Thermal Efficiency of a Hybrid Photovoltaic-thermal Chimney Integrated into a Building

The solar photovoltaic-thermal energy, it is a combination of Photovoltaic (PV) and solar thermal components integrated into one system and enables to generate electricity and heat simultaneously. The solar chimney can generate air flow through the living space of the building to provide cooling. Hence, there is a greater interest to study the mixed convection in the hybrid Photovoltaic-Thermal chimney integrated into buildings for natural room ventilation for thermal comfort. The thermal efficiency has been studied by analysing numerically the mixed convection in the hybrid photovoltaic-thermal chimney integrated into the building in the present paper. The stream fucntion-vorticity formulation with a finite difference numerical discretization solution scheme have been adopted. The system of algebraic governing equations is solved by Thomas algorithm method. The aim of the present paper is to study and to predict the dynamic fields and particularly of the mass flow rate of the air thermosiphon drawing in the hybrid Photovoltaic-Thermal chimney integrated into a building for passive cooling in the room.
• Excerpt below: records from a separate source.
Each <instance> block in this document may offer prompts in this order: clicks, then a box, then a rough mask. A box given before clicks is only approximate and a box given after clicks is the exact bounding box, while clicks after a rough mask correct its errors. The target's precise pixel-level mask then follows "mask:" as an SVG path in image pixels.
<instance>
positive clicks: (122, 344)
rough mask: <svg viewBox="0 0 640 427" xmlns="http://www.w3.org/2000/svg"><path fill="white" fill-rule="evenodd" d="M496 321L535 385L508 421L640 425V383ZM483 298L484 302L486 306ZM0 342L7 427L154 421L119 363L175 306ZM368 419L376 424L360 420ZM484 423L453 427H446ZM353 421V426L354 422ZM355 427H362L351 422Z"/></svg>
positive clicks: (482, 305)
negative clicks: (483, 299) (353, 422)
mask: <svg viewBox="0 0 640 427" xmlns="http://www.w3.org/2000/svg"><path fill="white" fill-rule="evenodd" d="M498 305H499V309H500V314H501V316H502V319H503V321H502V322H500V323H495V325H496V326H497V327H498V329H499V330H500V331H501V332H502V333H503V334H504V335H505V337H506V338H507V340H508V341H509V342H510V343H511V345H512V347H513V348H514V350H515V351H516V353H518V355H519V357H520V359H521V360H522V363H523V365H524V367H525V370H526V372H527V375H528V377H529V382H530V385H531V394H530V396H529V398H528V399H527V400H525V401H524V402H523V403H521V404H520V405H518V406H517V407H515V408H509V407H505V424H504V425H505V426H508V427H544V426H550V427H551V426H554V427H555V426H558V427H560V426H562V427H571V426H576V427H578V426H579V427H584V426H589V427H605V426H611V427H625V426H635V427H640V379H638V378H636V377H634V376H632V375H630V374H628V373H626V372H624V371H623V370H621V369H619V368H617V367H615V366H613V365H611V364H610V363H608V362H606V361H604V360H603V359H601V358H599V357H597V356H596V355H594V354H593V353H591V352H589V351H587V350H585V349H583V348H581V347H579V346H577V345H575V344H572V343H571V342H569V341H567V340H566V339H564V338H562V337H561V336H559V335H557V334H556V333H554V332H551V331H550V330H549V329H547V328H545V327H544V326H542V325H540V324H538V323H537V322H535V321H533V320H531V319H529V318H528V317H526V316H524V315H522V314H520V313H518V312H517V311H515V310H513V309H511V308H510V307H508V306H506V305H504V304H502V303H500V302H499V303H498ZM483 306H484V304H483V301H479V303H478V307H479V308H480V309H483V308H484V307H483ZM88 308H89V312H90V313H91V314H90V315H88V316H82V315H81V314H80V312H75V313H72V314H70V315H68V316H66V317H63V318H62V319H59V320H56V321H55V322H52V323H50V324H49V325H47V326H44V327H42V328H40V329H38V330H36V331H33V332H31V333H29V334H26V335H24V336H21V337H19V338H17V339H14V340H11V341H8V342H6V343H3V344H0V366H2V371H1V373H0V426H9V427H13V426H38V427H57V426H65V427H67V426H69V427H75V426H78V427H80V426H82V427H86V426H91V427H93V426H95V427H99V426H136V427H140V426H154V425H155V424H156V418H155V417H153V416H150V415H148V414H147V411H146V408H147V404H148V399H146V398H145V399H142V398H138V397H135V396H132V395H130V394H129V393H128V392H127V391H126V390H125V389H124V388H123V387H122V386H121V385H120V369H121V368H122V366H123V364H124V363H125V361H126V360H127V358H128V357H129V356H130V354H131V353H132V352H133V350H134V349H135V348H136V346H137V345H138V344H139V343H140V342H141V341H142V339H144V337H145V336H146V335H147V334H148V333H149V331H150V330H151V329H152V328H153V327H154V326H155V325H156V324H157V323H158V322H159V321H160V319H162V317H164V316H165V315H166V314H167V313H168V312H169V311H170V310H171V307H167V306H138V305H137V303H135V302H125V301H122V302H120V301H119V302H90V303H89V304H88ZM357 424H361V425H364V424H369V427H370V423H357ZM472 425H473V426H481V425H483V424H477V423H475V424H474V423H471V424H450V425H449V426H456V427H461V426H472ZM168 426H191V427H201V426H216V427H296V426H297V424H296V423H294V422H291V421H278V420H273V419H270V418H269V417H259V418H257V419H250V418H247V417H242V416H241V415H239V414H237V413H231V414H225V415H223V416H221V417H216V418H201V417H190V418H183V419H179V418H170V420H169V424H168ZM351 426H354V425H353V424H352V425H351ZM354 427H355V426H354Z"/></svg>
The effects of the governing parameters, particularly Grashof number (103 ≤ Gr ≤ 106), that depends of the solar radiation intensity in the region, the mass flow rate of the inlet fresh air (0.001 Kg.s-1 ≤ Dm ≤ 0.3Kg.s-1), the integrated chimney width on fluid flow and the heat transfer characteristics are studied in detail. Passive cooling and the electrical efficiency of the PV solar cells are increasing function of the intensity of the inlet air flow. Due to the possible reduction of cooling loads with the insertion of the photovoltaic cells plate into the chimney integrated into the building. The numerical simulation has been conducted to determine heat transfer, mass flow rate trough the chimney exit, solar cells PV efficiency and the effect of design parameters of the room and the integrated hybrid Photovoltaic-Thermal chimney to make the bioclimatic building energy autonomy. The outlet velocity, streamlines, isotherms, Nusselt number along the active walls, and the mass flow rate are plotted versus the above controlling parameters.